Resemblance to Paisleyism and Paisleyites blared out of the crude, dark farce that was Trumpites Take The Capitol.

Over-excited editorialising headlined this ‘carnage’, surely wrong. There would have been carnage, an armed police onslaught, if those who tried to derail Joe Biden’s inauguration had been black.

This white crowd ambled around like people at The Field on the Twelfth, an American academic already on the case reckoning they were mostly delighted to be validated by the president himself, told by him in person to head for the Capitol. And you could of course miss the nastiness in another part of the crowd, another cop-out familiar here over decades for those who lie to their consciences.

Watching the mob close in on a photographer must have reminded scores of older and not so old media-workers of 1985, 1995, at Holy Cross, during the flag protests. ‘You’re all biased, you only want to make us look bad, you never report properly’, snarled in 85, 86, 96, 98, while breaking a cameraman’s arm, wrestling tape-recorders away to smash them. RTE crews who made easy targets at Paisley rallies saw the man at the microphone point them out with his shark-toothed grin. He liked his twisted fun. At the White House before unleashing the crowd Trump ordered the media to show how big his crowd was: ‘Turn your cameras’.

He would be ‘walking with you,’ Trump told the crowd as he sent them off down Pennsylvania Avenue. He finished a whole 74 minutes of prepping them, full of ‘fight’ and ‘fighting’, and went back into the White House.

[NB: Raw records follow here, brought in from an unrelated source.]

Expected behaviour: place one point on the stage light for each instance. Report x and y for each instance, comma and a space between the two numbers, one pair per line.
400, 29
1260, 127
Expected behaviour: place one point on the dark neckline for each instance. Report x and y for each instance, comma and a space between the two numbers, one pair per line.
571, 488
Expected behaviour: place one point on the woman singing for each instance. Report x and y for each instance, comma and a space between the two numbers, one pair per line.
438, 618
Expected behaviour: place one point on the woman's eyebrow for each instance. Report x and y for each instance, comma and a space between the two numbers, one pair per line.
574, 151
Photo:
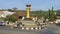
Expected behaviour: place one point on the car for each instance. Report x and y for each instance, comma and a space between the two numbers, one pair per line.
2, 23
58, 24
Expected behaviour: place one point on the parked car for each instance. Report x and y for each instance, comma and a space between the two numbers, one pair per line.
58, 24
2, 23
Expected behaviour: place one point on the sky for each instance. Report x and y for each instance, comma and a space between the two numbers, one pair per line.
35, 4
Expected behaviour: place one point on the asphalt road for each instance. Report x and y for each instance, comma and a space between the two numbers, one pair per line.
51, 29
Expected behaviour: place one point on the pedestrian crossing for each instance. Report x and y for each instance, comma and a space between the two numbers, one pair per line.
30, 28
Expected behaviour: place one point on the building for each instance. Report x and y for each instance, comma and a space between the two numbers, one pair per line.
4, 13
57, 17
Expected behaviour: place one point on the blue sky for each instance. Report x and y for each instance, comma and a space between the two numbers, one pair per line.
35, 4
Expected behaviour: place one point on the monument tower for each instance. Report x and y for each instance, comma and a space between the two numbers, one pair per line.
28, 10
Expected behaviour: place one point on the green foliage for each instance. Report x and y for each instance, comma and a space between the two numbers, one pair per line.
51, 15
10, 18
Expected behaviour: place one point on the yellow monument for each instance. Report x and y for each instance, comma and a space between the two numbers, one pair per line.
28, 10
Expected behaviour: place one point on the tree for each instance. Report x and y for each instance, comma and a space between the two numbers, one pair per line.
11, 18
14, 9
51, 15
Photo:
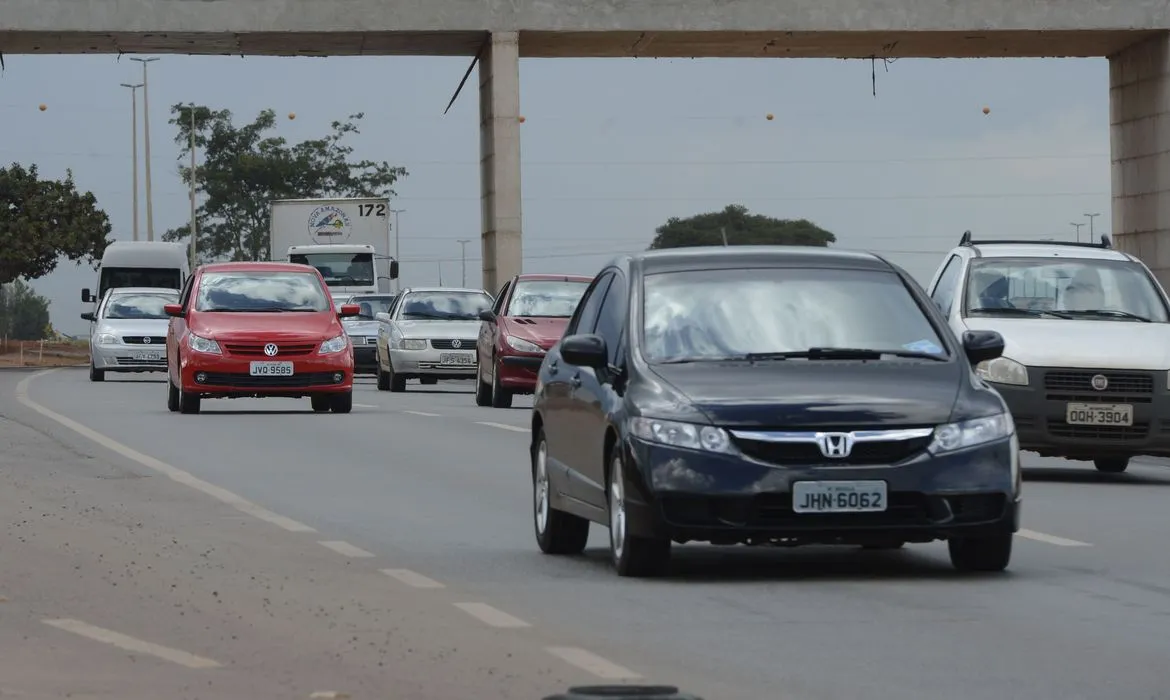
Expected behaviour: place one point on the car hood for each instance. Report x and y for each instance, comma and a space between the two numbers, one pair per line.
133, 327
543, 331
297, 324
804, 395
439, 329
1089, 344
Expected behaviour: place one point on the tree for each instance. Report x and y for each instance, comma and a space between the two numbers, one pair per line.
242, 170
23, 314
741, 228
43, 220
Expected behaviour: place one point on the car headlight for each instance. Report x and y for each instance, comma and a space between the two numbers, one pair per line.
1003, 370
681, 434
201, 344
335, 344
970, 433
522, 345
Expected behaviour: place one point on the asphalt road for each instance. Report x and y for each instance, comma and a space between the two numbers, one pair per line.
436, 491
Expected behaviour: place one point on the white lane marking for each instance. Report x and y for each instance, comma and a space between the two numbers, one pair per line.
131, 644
174, 473
590, 661
502, 426
1051, 539
412, 578
491, 616
345, 549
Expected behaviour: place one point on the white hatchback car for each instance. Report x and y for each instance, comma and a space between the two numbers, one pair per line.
1086, 368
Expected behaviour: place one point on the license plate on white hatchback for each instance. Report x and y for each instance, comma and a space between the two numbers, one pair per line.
839, 496
270, 369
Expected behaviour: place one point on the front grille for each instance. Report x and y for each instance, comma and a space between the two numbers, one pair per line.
142, 340
448, 344
236, 381
257, 349
886, 452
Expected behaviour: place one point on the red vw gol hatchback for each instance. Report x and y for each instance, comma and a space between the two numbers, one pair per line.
259, 329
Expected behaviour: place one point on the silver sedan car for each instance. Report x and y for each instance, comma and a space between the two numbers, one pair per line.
429, 334
128, 331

Paisley used to find urgent business in America, notably in August 1986 - while ambitious deputy Peter Robinson headed by night across the border to Clontibret with some cudgel-wielders.

The best anyone can do for no-show Trump is an account that says he was told security would not allow him to walk with the crowd to the Capitol. You can see why someone with a shred of legal influence on him and a wish to avoid prosecution for conspiracy to commit treason might so decide.

There would have been no lawyering his way out of it, not that anyone could have imagined the entirety of the next few hours. It was not to be thought of, the long red tie flowing in the wind, lacquered hair blazing for the cameras, breaking into America’s legislature while the legislators set up the installation of his successor.

Instead it was home to the huge television screen and much later, after another wodge of videoed ‘We love you’, the sulky read of an autocued message that at last condemned but also conceded; that in just over a week there will be another president.

His followers must live with that. The most frenzied conspiracists have already denounced him, having first searched his words in vain for hidden messages.

Despite a brief 60s effort by Terence O’Neill, moderate, respectable unionism never pulled itself together and denounced, without qualification, the upwardly mobile extremist who was coming for them. There was no republican violence to blame for their cowardice. The IRA had not yet undermined the anti-unionist case.

By the time David Trimble became Ulster Unionist leader and had to face into negotiations about a settlement of some kind, mainstream unionism was distorted by playing to hardliners as well as trying to stay in with Westminster. Ulster Unionism’s equivalent, today’s American Republican Party, have left it too late for their own good, and the good of politics.

Paisleyism distorted what came after him as well as the politics around him. Today’s hollow, rattling DUP is a fitting memorial. Trump’s last stand is no credit to America’s cradle of democracy but apt monument to him.